Hoofdstuk 2 – De Duitse bezetters

Hoofdstuk 2 – De Duitse bezetters

De Duitsers beseften dat een aanval op Wierden vanuit Almelo alleen over en vlak langs de Almelosestraat mogelijk was, daar de weilanden aan weerszijden van die straat voor de aanvallers te drassig waren om met voertuigen te berijden, laat staan met zware tanks.  Ook de Canadezen realiseerden dit en een aanval op Wierden vanuit een andere richting komt niet aan de orde in de Canadese dagboeken.

De Duitse tegenstanders van de Canadezen in en rond Wierden, waren zeer ervaren parachutisten o.a. van de Hermann Göring Divisie die onder meer in actie waren geweest tijdens de slag om Arnhem en de gevechten om het Duitse Reichswald bij Kleve.

Hun gelederen bestonden uit de volgende eenheden: 38 Para Regiment van de 7e Para Divisie,

32 Para Regiment van de 8e Para Divisie en het tweede peloton van 267 Flak Bataljon (FLieger Abwehr Kanone = luchtafweer). Ervaren, fanatiek, met een prima uitrusting en met goede verdedigingsposities, waren hun acties naast die in en om Delden de eerste serieuze tegenstand die de Canadezen in onze omgeving ondervonden.

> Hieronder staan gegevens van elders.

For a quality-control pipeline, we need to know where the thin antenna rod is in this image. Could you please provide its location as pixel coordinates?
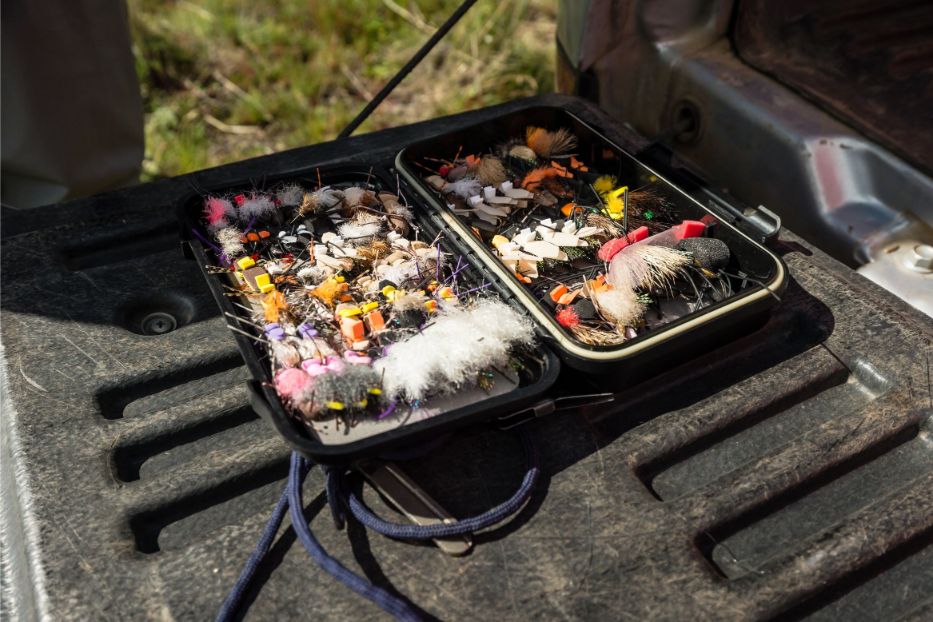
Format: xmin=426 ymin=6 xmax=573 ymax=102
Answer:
xmin=337 ymin=0 xmax=476 ymax=138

De Duitse bezetters waren zeer goed geplaatst om o.a. de weg naar Almelo te bestrijken en zij beschikten over voldoende zware ondersteuning om elke poging van een aanval op hen te ontmoedigen. Dit te meer daar ten oosten van de kern van Wierden de Aa (door de Canadezen Holander Graven genoemd) liep, welke door de Canadese infanterie moest worden overgestoken om het dorp binnen te komen en waarvan de brug over de Almelosestraat was opgeblazen. Tevens hadden de Duitsers ter hoogte van de kop van het kanaal een versperring van boomstammen over de Almelosestraat laten vallen, terwijl de toenmalige houten brug over het kanaal in de oude Wierdenseweg (iets ten noorden van de huidige jachthaven) ook was opgeblazen.

Het was het oude verhaal van een paar fanatieke verdedigers, die een vitale positie uitgekozen hadden als hun steunpunt, een herhaling van een dozijn of meer vertragingsacties die de Canadezen eerder in hun campagne, met name in zuid Nederland, hadden te verduren.

De Duitse parachutisten hadden de beschikking over enkele anti-tankkanonnen (waarschijnlijk van het type 50 mm. PAK 38 en/of 75 mm. PAK 40 en/of multifunctioneel 88 mm. geschut) onder meer opgesteld in de buurt van het van der Bergplein, achter de algemene begraafplaats en aan de Almelosestraat in de tuin van de fam. Veneman. Vanuit deze posities hadden zij een goed zicht en schootsveld over en op de Almelosestraat en de directe omgeving daarvan. Zij beschikten tevens over mortieren, welke in actie kwamen tijdens ten minste één van de Canadese aanvallen op Wierden en wel vanuit de omgeving van het Haarbos, alsmede over een stuk 20 mm. Flakvierling, dat ook bij de eerder genoemde overvallen op de Canadese hoofdaanvoerroute werd ingezet.

Er werd geen starre, maar een zeer flexibele verdediging gevoerd, waarbij het Haarbos en de omgeving van Ypelo vaak als uitvalsbases werden gebruikt om van daar uit grotere of kleinere groepen soldaten naar door de Canadezen bedreigde locaties te sturen en zij bewogen zich gedurende de strijd om Wierden derhalve veelvuldig in grotere en kleinere aantallen door het gehele gebied.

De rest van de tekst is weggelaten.